I used to focus quite a bit of my work on diversity of thought, or cognitive diversity, which speaks to differences in thinking styles, heuristics, and perspectives that exist between people. My original approach to D&I work was built around identity diversity, cognitive diversity, affective diversity, and behavioral diversity, with a heavy focus on the cognitive piece, largely due to research linking cognitive diversity with improved problem-solving and decision-making. I knew these were things that mattered, even inside of organizations that were not particularly serious about diversity in general. It seemed an opportunity to get a toehold for this work, something that we could build on. I personally have always liked and referred to the work of Scott Page on this topic. Page is a professor of Complex Systems and Economics, has served on the Santa Fe Institute faculty, and I felt his language, models, and research were a uniquely valuable contribution to this work. Some audiences need some science.

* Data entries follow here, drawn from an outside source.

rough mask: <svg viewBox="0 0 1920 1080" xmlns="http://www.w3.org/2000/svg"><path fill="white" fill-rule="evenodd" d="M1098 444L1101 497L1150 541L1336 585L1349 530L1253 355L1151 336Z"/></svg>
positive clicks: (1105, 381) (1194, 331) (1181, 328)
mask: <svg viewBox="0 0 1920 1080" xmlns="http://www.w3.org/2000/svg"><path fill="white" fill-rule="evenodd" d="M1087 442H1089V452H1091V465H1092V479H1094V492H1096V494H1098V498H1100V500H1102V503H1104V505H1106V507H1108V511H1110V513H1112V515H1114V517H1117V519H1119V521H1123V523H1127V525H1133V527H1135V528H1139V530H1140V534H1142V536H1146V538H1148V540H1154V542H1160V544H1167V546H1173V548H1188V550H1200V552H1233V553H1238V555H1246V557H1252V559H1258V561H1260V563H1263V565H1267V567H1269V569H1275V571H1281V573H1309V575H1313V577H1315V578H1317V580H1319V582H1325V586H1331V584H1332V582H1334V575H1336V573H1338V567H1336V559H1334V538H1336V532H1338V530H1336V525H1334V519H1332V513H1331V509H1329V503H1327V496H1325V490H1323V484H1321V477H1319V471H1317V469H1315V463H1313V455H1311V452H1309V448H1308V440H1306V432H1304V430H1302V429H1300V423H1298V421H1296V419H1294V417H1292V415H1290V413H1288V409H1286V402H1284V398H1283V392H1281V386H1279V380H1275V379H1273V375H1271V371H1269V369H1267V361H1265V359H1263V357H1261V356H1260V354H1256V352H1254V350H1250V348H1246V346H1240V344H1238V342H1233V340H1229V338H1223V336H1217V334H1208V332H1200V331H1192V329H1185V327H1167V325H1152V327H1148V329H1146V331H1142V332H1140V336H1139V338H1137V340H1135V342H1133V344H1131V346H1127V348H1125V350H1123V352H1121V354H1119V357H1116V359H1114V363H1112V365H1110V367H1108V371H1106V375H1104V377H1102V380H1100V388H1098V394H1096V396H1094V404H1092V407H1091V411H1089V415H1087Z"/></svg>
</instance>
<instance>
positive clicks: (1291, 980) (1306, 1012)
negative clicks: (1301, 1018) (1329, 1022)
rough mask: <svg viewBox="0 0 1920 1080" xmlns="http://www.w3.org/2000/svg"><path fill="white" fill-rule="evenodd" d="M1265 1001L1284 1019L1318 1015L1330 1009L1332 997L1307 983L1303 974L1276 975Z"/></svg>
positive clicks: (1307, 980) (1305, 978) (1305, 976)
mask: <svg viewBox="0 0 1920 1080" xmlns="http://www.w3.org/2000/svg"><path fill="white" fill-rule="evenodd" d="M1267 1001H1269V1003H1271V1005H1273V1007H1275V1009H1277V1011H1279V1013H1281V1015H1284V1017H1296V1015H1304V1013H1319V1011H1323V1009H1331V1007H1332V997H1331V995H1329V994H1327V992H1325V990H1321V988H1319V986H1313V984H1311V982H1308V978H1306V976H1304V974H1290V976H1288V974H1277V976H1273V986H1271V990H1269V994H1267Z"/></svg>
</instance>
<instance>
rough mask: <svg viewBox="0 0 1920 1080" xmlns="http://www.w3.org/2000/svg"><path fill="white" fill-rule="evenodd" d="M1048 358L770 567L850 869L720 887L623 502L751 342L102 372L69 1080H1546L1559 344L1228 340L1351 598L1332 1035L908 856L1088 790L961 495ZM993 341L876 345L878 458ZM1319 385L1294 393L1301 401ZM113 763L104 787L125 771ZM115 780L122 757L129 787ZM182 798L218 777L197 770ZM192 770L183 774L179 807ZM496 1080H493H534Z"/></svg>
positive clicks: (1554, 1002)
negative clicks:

I eventually had to stop focusing on diversity of thought though because something kept happening.

When my presentation or my workshop ended, there was always a handful of folks that were in a big hurry to let me know that they really enjoyed my message, “finally, something on diversity that makes sense,” “this is the kind of diversity that actually matters.”

Which was not the message I was hoping to deliver.

At first I just tried to be more clear and explicit in my message. While there can be value in talking about cognitive diversity as a different kind of diversity, there is no way to truly divorce it from identity. One of the things that informs how you interpret things, how you categorize, how you generate solutions is who you are, where you have come from, and the culture that has shaped you. In Geography of Thought, for example, Richard Nisbett makes some very convincing linkages between your culture and how you see the world.

Joe Gerstandt, HRExaminer Editorial Advisory Board Contributor.

Joe Gerstandt, HRExaminer Editorial Advisory Board Contributor.


But I eventually had to stop talking at length about cognitive diversity as I was still getting many of the same responses. There is already a great deal of work being done in the name of “diversity,” and “inclusion” that is actually counter-productive, to which I do not wish to contribute.

I know some folks who today consider the phrase “diversity of thought,” a red flag and I understand why. It is a way out for folks looking for a way out.

We, myself included, got far too good at, almost manically reminding everyone that “diversity is not just about race!” almost as soon as the topic enters conversation. While there is indeed a whole big heap of ways in which human beings naturally differ from each other, race has got to be seen as a large and central piece of the work at hand.

Truth be told, the word “diversity,” inside most organizations has simply been code for “race,” for a long time, which also tells us something about the apathy and resistance that the word invites.

When we care not about work associated largely with race, and yet come to care greatly about it as it moves away from race, it is revealing, I think.

I see it in the workplace, I see it online, I see it among HR practitioners and leaders – a desire to only validate, only speak to, only engage with one particular dimension of a much broader body of work.

If you work in human resources or talent, if you manage humans, teach or preach to humans, market to or design for humans, if your work is to govern humans, judge, police or care for humans, then you should take great care, it seems, to not pick and choose the aspects of humanity that you like or approve of because it will shape your world, and in no small way.

It will also shape the experiences of others.

If you have come to believe that race is a problem – then race is going to be a problem in your world.

Human beings are different in countless ways. And if ours is going to be work that in an honest way is informed by and values humanity, if we are actually going to humanize the world of work and not just brand ourselves that way, then we must dig humanity. All of it.